Exemption of Listed Developers with Minor Foreign Shareholders from Qualifying Certificate Scheme

Speakers

Summary

This question concerns the exemption of listed housing developers with minor foreign shareholders from the Qualifying Certificate (QC) regime as raised by Miss Cheryl Chan Wei Ling. Minister for Law K Shanmugam explained that the Residential Property Act aims to safeguard residential land for Singaporeans by preventing foreign hoarding, and the exemption framework now treats publicly listed developers with a substantial connection to Singapore as local entities. To qualify, developers must satisfy strict criteria including a Singaporean chairperson and board majority, significant local shareholding, and a proven track record. These exempted developers remain subject to rigorous monitoring and annual declarations of material information to ensure they continue meeting the exemption criteria. This policy alignment ensures proper land management while accounting for evolving corporate structures and market conditions like stock exchange listings.

Transcript

46 Miss Cheryl Chan Wei Ling asked the Minister for Law (a) what is the rationale for exempting listed developers with minor foreign shareholders from the Qualifying Certificate (QC) Scheme; (b) how can this ensure that developers do not acquire land bank plots that are designated for non-landed housing development; and (c) how will the QC Scheme ensure that the objective of proper management of Singapore's land is met while factors like additional buyer's stamp duty (ABSD), shareholder structures in developers' companies and their stock exchange listings evolve over time.

Mr K Shanmugam: The objective of the Residential Property Act, or RPA, is to safeguard residential land for Singaporeans, and prevent foreign housing developers from hoarding or speculating in residential land. Under the Qualifying Certificate regime, or QC regime, which is administered under the RPA, foreign housing developers are required to complete their developments within five years of issuance of the QC and dispose of all residential units within two years of completion. The QC regime is not a market control mechanism.

A housing developer that is a Singapore company is not subject to the QC regime.
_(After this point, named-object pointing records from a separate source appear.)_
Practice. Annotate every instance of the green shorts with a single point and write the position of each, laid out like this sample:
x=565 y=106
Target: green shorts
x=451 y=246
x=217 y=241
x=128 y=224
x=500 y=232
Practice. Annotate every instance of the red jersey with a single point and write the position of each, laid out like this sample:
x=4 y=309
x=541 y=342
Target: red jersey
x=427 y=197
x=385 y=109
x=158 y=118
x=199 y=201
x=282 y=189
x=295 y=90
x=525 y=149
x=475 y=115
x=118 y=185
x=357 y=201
A Singapore company is defined in the RPA as one that is incorporated in Singapore, and all its directors and members are Singapore citizens or Singapore companies. This strict definition meant that housing developers which are essentially Singaporean or have a substantial connection to Singapore were not considered as Singapore companies, if they are publicly listed and their shares are freely traded.

This is why we introduced the exemption framework under the QC regime earlier this year. It allows publicly listed housing developers with a substantial connection to Singapore to be treated as Singapore companies within the meaning of the RPA, when they acquire residential land for development. The exemption framework better aligns the QC regime with the objectives of the RPA.

Housing developers that wish to obtain exemptions from the QC regime on the basis of a substantial connection to Singapore, are assessed based on strict criteria, including whether they have a Singaporean chairperson and Board majority, a significantly Singaporean substantial shareholding interest, and their track record in Singapore.

Exempted developers must continue to meet the exemption criteria to retain their exemptions. They will also be subject to monitoring and other safeguards, including an annual declaration of material information, such as the members of their Board and substantial shareholding interest.